Do you have flexible spending accounts (FSAs) for your employees? Usually, if the FSAs aren’t completely spent by year-end, the employees must lose the unused funds.
To avoid this issue, consider amending your FSA plan. Due to new IRS rulings, firms can now give a “grace period” at the end of the year or let employees carry over up to $500 of any unused funds. But there’s a catch: You cannot have the grace period and the $500 carryover rule. You need to pick one or the other.
Using a flexible spending account, employees can set up finances for qualified medical expenses, which includes deductibles and co-pays for doctor and dentist visits. An equal account may be used for qualified dependent care costs. Contributions are made on a pretax basis, so workers save on income and employment taxes. More importantly, most taxpayers do not qualify for medical expense deductions due to the high price of 10% of adjusted gross income (AGI) or 7.5%-of-AGI for people age 65 or older.
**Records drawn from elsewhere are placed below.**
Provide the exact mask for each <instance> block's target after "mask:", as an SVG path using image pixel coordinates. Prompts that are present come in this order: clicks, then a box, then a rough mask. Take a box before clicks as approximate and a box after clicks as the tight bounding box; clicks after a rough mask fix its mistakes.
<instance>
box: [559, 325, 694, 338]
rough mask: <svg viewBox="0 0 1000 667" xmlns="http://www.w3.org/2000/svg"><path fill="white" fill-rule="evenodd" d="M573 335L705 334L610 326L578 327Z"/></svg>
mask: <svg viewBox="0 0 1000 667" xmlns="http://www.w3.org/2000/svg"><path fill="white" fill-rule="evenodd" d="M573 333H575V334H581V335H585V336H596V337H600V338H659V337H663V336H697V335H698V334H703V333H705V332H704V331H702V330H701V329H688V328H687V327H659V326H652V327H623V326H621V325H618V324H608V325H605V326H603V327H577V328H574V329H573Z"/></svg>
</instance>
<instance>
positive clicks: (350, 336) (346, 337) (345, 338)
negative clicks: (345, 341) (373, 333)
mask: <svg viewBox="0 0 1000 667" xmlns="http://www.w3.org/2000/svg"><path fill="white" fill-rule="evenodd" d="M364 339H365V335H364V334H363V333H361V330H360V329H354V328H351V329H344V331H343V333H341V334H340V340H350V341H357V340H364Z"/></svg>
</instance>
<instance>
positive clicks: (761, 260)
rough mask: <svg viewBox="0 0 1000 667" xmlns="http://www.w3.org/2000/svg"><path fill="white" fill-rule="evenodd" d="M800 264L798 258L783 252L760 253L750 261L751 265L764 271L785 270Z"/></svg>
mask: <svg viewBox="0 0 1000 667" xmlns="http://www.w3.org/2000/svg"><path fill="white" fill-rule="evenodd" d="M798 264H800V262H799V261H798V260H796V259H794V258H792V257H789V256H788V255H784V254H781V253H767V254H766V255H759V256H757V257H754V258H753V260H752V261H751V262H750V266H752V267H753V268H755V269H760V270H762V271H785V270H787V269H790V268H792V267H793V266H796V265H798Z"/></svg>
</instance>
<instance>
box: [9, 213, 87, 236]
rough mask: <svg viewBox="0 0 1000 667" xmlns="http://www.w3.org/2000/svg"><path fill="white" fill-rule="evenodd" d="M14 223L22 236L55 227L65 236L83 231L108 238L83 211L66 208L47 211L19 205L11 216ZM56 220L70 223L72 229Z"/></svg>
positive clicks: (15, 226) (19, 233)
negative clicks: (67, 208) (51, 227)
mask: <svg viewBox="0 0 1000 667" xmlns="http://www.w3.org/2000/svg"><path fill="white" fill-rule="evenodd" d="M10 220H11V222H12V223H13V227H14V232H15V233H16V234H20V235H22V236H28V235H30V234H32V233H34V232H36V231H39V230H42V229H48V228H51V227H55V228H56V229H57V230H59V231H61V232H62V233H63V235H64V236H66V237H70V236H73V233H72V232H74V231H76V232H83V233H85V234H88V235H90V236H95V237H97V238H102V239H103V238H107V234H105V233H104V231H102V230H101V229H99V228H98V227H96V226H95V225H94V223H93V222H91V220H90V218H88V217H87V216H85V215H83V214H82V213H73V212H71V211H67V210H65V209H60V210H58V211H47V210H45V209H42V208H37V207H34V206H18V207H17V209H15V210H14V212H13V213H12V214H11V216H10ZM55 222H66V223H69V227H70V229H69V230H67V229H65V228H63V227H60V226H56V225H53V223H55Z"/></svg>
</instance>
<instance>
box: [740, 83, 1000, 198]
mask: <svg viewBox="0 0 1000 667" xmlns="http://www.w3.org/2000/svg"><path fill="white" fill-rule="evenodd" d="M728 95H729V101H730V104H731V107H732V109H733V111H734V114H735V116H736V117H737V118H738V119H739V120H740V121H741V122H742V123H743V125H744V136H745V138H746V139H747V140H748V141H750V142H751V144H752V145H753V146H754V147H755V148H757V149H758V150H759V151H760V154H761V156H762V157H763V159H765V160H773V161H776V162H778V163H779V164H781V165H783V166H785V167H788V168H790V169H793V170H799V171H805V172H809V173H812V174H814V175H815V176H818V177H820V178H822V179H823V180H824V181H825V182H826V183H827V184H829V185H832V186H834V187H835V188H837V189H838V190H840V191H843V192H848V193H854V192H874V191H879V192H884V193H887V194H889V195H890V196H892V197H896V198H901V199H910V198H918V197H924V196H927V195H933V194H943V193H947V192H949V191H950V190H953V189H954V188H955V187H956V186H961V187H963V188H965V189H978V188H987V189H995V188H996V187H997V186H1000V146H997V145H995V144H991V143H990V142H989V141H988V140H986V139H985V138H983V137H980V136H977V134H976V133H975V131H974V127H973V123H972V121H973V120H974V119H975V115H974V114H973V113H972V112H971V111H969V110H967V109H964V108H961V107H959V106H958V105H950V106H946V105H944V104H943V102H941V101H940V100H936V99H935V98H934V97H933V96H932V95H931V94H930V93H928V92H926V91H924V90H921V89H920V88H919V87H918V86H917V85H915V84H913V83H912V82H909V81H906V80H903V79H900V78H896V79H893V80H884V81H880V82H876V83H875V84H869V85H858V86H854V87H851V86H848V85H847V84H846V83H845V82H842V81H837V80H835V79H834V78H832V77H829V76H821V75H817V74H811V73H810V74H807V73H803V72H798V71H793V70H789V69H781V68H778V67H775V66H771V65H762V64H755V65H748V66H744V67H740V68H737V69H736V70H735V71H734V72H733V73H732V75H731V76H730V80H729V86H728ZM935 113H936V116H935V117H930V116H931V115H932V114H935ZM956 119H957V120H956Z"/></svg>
Flexible Spending Accounts have been around for decades but were always impeded by the “use-it-or-lose-it” rule. Finally, the IRS said that firms could start a 2 ½ months grace period. This means money removed from 2015 salaries can be used to pay qualified expenses as late as March 15, 2016.
Following the grace period rule, the IRS issued notice 2013-71 approving the carryover rule. There isn’t a time restriction on using it so funds may be carried over indefinitely. For more information, visit IRS/uca/fas2016 or contact your CPA to help you choose the rule that best suits your employees’ needs.
Tip: The most allowed in a health FSA in 2015 is $2,550 (up from $2,500). The dependent care FSA amount limit is still $5,000.